By Carolina Wilson
(Bloomberg) -- An exchange-traded fund branded with the FANG theme doesn’t hold a single share of Facebook Inc. or Netflix Inc. But it just put about half a million dollars in one of this year’s hottest investments.
The $13.5 million AdvisorShares New Tech and Media ETF, known by its ticker FNG, bought 3,100 shares of Beyond Meat Inc., according to data compiled by Bloomberg. Since its debut three months ago, the vegan burger company has seen a meteoric rally, with a handful of analysts boosting their forecasts. While the stock tumbled on Thursday after a deeply discounted secondary offering, its rapid growth potential has kept investors’ attention.
FNG is one of a growing number of actively-managed ETFs that have the freedom to tune their exposure whenever they want. That flexibility is one of the main advantages of those funds compared with index-based ETFs that don’t have the power to make adjustments on any given day. Still, a faux-meat company seems a stretch to some.
“It’s unclear what a tech and media ETF is doing buying Beyond Meat,” said Bloomberg Intelligence analyst Eric Balchunas. “They probably see an opportunity to be the first big holder of a hot stock -- a move that shows at once the advantages and dangers of discretionary active management.”

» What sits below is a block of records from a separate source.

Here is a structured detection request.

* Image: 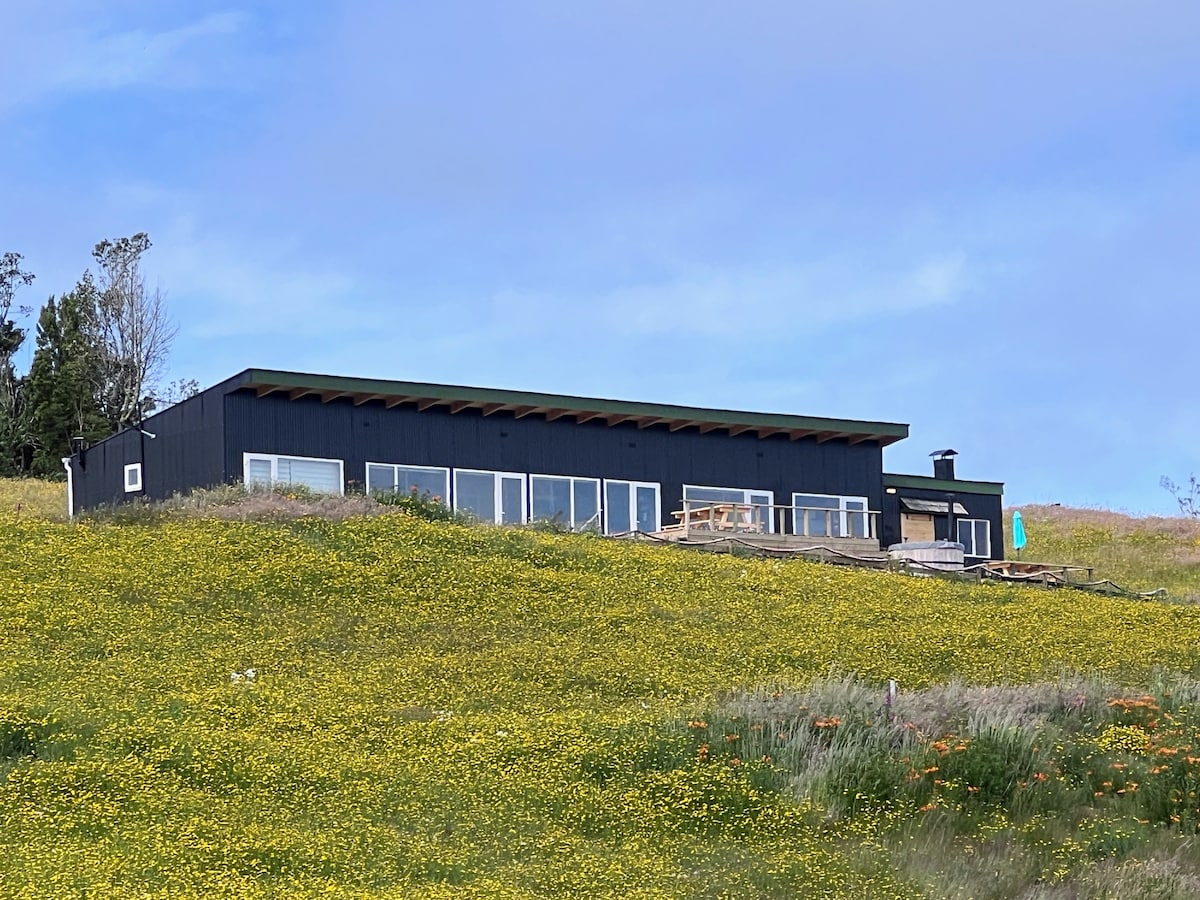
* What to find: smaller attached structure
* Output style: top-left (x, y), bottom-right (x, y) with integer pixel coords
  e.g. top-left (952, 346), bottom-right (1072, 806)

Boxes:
top-left (882, 450), bottom-right (1004, 565)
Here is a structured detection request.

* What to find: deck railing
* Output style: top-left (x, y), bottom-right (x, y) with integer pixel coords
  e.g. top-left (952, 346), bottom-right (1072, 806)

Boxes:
top-left (668, 500), bottom-right (880, 540)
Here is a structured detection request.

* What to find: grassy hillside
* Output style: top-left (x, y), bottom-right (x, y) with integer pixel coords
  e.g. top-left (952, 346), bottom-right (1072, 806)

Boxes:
top-left (1006, 506), bottom-right (1200, 602)
top-left (7, 482), bottom-right (1200, 900)
top-left (0, 478), bottom-right (67, 518)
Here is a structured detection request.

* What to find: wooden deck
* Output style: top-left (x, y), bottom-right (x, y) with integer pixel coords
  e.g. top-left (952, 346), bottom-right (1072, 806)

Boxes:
top-left (649, 528), bottom-right (888, 562)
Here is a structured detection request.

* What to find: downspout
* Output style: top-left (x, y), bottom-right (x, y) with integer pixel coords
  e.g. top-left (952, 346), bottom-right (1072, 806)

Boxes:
top-left (62, 456), bottom-right (74, 518)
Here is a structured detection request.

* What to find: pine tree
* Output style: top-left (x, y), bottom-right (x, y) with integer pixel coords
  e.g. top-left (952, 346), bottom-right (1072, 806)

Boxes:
top-left (0, 253), bottom-right (34, 475)
top-left (25, 274), bottom-right (109, 478)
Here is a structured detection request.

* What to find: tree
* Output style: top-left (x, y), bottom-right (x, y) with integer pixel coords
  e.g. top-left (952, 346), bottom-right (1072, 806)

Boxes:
top-left (25, 278), bottom-right (110, 478)
top-left (92, 232), bottom-right (176, 428)
top-left (1158, 475), bottom-right (1200, 518)
top-left (145, 378), bottom-right (200, 413)
top-left (0, 253), bottom-right (34, 475)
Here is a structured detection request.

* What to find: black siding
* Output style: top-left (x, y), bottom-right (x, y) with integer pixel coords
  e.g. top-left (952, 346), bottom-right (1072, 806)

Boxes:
top-left (72, 382), bottom-right (240, 512)
top-left (224, 391), bottom-right (883, 532)
top-left (881, 487), bottom-right (1004, 560)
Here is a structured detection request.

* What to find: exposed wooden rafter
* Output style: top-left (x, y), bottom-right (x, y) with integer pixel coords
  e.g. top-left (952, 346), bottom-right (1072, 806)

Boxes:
top-left (637, 416), bottom-right (673, 428)
top-left (817, 431), bottom-right (850, 444)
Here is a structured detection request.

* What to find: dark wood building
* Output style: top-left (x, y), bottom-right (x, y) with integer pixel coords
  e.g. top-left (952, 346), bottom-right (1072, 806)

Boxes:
top-left (66, 368), bottom-right (1002, 556)
top-left (882, 450), bottom-right (1004, 565)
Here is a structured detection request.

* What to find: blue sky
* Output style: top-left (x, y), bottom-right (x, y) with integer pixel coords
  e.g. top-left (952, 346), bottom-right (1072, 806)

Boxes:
top-left (0, 0), bottom-right (1200, 512)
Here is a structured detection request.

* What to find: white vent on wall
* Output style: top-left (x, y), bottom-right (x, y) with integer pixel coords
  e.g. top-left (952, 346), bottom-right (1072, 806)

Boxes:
top-left (125, 462), bottom-right (142, 493)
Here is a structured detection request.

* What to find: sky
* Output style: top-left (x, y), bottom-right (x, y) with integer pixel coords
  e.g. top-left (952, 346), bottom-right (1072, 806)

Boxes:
top-left (0, 0), bottom-right (1200, 515)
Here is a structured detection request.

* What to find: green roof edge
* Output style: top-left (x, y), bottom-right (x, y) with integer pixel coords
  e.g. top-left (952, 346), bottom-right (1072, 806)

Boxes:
top-left (883, 472), bottom-right (1004, 497)
top-left (244, 368), bottom-right (908, 443)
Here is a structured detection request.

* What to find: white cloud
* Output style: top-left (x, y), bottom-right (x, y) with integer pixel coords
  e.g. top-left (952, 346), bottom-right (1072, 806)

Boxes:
top-left (0, 12), bottom-right (244, 109)
top-left (577, 253), bottom-right (967, 342)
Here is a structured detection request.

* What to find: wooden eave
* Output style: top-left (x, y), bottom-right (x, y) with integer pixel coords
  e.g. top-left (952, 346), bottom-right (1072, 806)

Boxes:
top-left (235, 370), bottom-right (908, 446)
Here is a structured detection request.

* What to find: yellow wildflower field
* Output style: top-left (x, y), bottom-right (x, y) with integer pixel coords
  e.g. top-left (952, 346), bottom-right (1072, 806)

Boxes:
top-left (0, 514), bottom-right (1200, 899)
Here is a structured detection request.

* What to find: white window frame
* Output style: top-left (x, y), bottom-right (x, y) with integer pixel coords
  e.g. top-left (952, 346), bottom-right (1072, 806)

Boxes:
top-left (122, 462), bottom-right (142, 493)
top-left (600, 478), bottom-right (662, 534)
top-left (528, 473), bottom-right (604, 532)
top-left (450, 468), bottom-right (529, 524)
top-left (241, 452), bottom-right (346, 496)
top-left (954, 518), bottom-right (991, 559)
top-left (792, 491), bottom-right (872, 539)
top-left (362, 462), bottom-right (454, 509)
top-left (683, 485), bottom-right (775, 534)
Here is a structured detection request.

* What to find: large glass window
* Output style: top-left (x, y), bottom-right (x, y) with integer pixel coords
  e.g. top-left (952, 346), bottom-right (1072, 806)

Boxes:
top-left (367, 462), bottom-right (450, 506)
top-left (454, 469), bottom-right (527, 524)
top-left (529, 475), bottom-right (600, 532)
top-left (242, 454), bottom-right (346, 493)
top-left (792, 493), bottom-right (871, 538)
top-left (956, 518), bottom-right (991, 559)
top-left (683, 485), bottom-right (775, 533)
top-left (604, 479), bottom-right (662, 534)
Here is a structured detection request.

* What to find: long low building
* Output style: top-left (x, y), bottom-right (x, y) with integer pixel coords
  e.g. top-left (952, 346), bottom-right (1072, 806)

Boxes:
top-left (64, 368), bottom-right (1003, 559)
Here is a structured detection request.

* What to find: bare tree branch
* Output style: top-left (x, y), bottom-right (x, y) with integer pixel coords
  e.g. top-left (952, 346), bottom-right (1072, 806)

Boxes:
top-left (92, 232), bottom-right (178, 427)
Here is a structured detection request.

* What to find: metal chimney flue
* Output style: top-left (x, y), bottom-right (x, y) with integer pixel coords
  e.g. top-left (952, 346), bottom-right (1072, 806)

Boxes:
top-left (930, 450), bottom-right (959, 481)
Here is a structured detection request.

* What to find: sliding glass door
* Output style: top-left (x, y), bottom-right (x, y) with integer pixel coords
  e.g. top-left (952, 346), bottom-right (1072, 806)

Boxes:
top-left (454, 469), bottom-right (528, 524)
top-left (604, 480), bottom-right (662, 534)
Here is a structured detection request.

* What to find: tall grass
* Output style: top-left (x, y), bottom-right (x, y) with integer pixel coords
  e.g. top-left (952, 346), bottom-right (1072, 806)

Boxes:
top-left (0, 478), bottom-right (67, 520)
top-left (1006, 506), bottom-right (1200, 602)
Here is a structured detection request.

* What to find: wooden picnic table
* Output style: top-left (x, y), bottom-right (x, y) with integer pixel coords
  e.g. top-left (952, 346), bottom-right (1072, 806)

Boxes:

The idea behind FNG was to seek stocks that have the same underlying characteristics of the FANG names around 2016 and 2017 such as growth, according to the ETF’s manager Scott Freeze. To that point, Beyond Meat ends up being one of the “premier companies” with those attributes, he said.
As for any type of investment, timing matters. And in the case of FNG, timing was indeed a big contributing factor to its underperformance in 2019. The ETF missed out on a portion of the rally in some of the hottest FANG names, slumping 16% this year. That compares with a surge of more than 20% for companies such as Facebook or Netflix.
Beyond Meat isn’t the only unexpected choice for the fund. Its two biggest holdings are: a $2.8 million AdvisorShares ETF and Dublin-based drugmaker Amarin Corp.
The fund is in the process of rebalancing its portfolio and should have it finalized within a week -- with a slightly larger number of securities at a lower weighting for each one, said Freeze.